Человек Чехова — несвершившийся человек. Конечно, это романная тема. По-романному она и решена. Поразительно, но в коротком «Ионыче» нашлось место даже для почти обязательной принадлежности романа — вставной новеллы. Доктор Старцев на ночном кладбище в ожидании несостоявшегося свидания — это как бы «Скучная история», сжатая до нескольких абзацев.
Как Дмитрий Ионыч Старцев переживает за несколько минут все свое прошлое и будущее, так и в самом «Ионыче», великолепном образце изобретенного Чеховым микро-романа, прочитывается и проживается так и не написанный им «настоящий» роман на его главную тему — о неслучившейся жизни.

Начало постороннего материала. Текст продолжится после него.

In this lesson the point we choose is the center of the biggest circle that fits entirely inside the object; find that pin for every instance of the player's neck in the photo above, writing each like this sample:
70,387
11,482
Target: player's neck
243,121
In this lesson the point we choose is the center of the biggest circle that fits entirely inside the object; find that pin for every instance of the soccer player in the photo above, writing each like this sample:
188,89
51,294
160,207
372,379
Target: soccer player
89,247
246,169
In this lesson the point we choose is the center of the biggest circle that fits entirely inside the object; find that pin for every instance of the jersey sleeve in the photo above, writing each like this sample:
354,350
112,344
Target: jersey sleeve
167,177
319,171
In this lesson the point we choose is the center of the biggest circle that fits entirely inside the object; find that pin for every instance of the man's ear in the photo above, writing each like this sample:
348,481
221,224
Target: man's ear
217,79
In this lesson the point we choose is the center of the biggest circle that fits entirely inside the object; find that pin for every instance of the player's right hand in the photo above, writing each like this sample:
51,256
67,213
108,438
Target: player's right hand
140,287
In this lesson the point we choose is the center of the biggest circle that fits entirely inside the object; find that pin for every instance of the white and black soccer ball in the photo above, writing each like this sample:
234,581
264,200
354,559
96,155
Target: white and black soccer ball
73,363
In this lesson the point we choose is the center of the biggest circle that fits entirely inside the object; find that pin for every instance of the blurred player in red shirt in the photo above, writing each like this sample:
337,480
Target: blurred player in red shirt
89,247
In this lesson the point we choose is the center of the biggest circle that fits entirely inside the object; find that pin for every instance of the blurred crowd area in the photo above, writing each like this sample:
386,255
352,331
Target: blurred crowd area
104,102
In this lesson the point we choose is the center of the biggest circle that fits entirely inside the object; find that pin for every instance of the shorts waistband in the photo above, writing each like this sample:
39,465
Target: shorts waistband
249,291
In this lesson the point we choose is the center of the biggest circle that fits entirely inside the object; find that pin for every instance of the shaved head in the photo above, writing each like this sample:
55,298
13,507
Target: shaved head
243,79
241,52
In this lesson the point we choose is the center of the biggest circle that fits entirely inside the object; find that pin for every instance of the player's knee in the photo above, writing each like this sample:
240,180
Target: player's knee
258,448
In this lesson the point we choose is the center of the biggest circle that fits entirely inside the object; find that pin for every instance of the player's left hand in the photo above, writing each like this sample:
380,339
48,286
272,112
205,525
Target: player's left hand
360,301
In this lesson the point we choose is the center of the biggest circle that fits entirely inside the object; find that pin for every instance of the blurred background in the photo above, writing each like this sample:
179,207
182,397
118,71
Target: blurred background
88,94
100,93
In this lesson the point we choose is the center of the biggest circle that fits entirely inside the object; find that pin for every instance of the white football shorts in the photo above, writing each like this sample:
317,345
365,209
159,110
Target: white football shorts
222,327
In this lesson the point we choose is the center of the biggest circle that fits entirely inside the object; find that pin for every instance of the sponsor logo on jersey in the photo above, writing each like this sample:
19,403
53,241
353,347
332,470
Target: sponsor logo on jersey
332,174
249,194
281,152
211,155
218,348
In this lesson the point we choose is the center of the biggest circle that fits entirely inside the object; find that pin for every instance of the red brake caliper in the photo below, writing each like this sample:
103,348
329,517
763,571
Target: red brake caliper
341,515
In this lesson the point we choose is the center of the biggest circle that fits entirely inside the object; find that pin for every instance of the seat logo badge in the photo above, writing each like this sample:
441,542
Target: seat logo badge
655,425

Гениальная неразборчивость Чехова в выборе персонажей привела к тому, что ни один из его поздних героев не стал типом. Доверие к случайности, ставшее высшим художественным принципом, отразилось даже в выборе фамилий. В списке действующих лиц царит уже не разнообразие, а откровенный произвол: Тузенбах, Родэ, Соленый, Симеонов-Пищик — все эти экзотические имена не имеют никакого отношения к характеру своих хозяев. В противовес долго сохраняющейся в русской литературе традиции крестить героев говорящими именами, фамилии в чеховских драмах случайны, как телефонная книга, но вместо алфавита их объединяет типологическое единство, которое автор вынес в название одного из своих сборников — «Хмурые люди».
Сейчас, сто лет спустя, кажется, что больше тут подошло бы что-то другое: например — свободные люди.
Герои Чехова состоят в прямом родстве с лишними людьми Пушкина и Лермонтова, в отдаленном — с маленьким человеком Гоголя, и — в перспективе — не чужды сверхчеловеку Горького. Составленные из столь пестрой смеси, все они обладают доминантной чертой — свободой. Они ничем не мотивированы. Их мысли, желания, слова, поступки так же случайны, как фамилии, которые они носят по прихоти то ли автора, то ли жизни. (Говоря о Чехове, никогда нельзя провести решительную черту.)